My own memories of our grandparents’ home are of lush, green mountains with thick grass and ancient walnut, oak, and elm trees rolling over them like a lullaby… the luxurious meadows and woody hills on a quiet countryside in Western Pennsylvania.  I picture a haze hanging low and bluish-purple underneath the summer sun that warms the backs of our grandparents hunched over in an overgrown garden of red, orange, and green tomatoes and golden-yellow snap beans.  And there are whispers… the whir of a breeze through hickory and maple branches, the slapdash swaying of cow tails, the flutter, plucking, and clucking of chickens, and the snip-snaps, chitter-chatter, and whine of rusty chains as my mother and aunts pinch beans on the porch swing.  There is a quieting aura of love and protection in this refuge, this McIntyre Hollow, and it is the place our people gathered after a hard day of work, a busy week, or at the end of a broken dream.

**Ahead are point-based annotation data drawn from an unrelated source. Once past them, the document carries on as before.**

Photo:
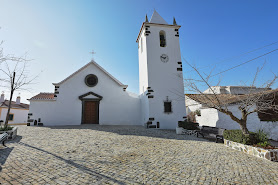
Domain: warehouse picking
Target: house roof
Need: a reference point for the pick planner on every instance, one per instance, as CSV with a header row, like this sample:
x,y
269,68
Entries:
x,y
97,65
156,18
226,99
14,105
43,96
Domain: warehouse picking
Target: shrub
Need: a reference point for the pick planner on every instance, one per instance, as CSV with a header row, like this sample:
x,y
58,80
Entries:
x,y
251,139
189,125
6,129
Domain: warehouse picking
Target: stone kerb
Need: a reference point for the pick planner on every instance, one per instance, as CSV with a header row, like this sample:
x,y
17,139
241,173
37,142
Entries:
x,y
268,154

The McIntyre Farm was in Duncansville, Pennsylvania, a rural area west of Harrisburg, and all of life in our family sprang from it.  Food and family were intertwined.  We grew, harvested, and prepared food together, always together.  The culmination of all of these activities was eating (yea!).  A large painting of Christ’s Last Supper hung above the main table, so that as we laughed, told stories, and ate, we would always remember that the ultimate feast was not without sacrifice, and that it was by the Grace of Christ that we could work, eat, and live.

 

Farm life revolved around the seasons, and in the Spring, it brimmed with new life as we watched calves being born, mares protectively nursing new colts, chicks cracking out of their shells, and baby bunnies snuggling together against their mamas.  Spring was also a time for planting, and the boys rode the tractor with Pap-Pap as he plowed and planted corn, potato, tomato, onion, red beet and cucumber fields.  Grandma and her girls would start cleaning jars to get ready for canning, as there were hundreds of them.  The canning shelves would be wiped and cleaned to prepare for new storage, and the boys would sweep the barn to make room for new hay.

Summertime was hot in that part of the country, with temperatures reaching 90-100 degrees, often with 100 percent humidity.  But from the clumsy two-year-old with a plastic sandbox rake to the strapping, muscular teenager, to the oldest hunch-backed woman with a shovel, our family worked and sweated together to hoe and weed the fields.  In the evening, there was Supper, with fresh strawberies for weeks… the first of the Summer Harvest.

Mid-July was Berry-Picking Time.  We braved the thickets of Pap-Pap’s woods in groups of four dressed in long pants and shirts (and often boots and winter hats) to avoid being cut by thorns or stung by hornets.  Even the little children filled their cleaned-out and “worshed” butter tubs, making berry picking a game of hide-and-seek, as they lifted barbed branches to find clusters of juicy raspberries or blackberries.

Of course, with all of those berries, there was jelly to be made.  As with every harvest, this was an event!  All of the relatives came to Grandma’s and sat on the porch, in the cellar, and in the kitchen to prepare strawberries or berries for jelly making.  The women told stories to the girls about when they were young and the men would laugh and tell jokes and stories about eachother.  Meanwhile, we children ran in and out of the house sneaking handfuls of berries, staining our faces and clothes, proof that we were redneck and purple-fingered little thieves!

Indian Summer was Big Harvest Time.  Our uncles would ride on the back of the hay wagon and buck hay while Pap-Pap drove the tractor.  Back at the farmhouse, our aunties were busy with the vegetables and fruit.  The potatoes and onions were stored in “the cave,” which was a room at the back of the house that was built into the side of a hill.  It kept foods (like potatoes and beets) cool and dry, and was also the place where Grandma stored the hundreds of jars of canned foods, which, even we children would help to prepare.

It took weeks of non-stop picking, cutting, and pressure-cooking to pickle, pack and freeze all of the farm’s produce.  This required the hands of all of our Grandparents’ children, children-in-law, grandchildren, 2nd cousins twice-removed, and innocent by-standers.  The entire months of August and September were spent on Grandma’s porch sorting produce, paring flaws of fruits and vegetables, and snapping beans from the time morning chores were over to well after the first star twinkled.  We drank lemon Kool-Aid with ice out of Mason jars, listened to stories, and were together as a family, as a unit, and as our own culture, believing that the way we lived was the ONLY way to… to reallylive.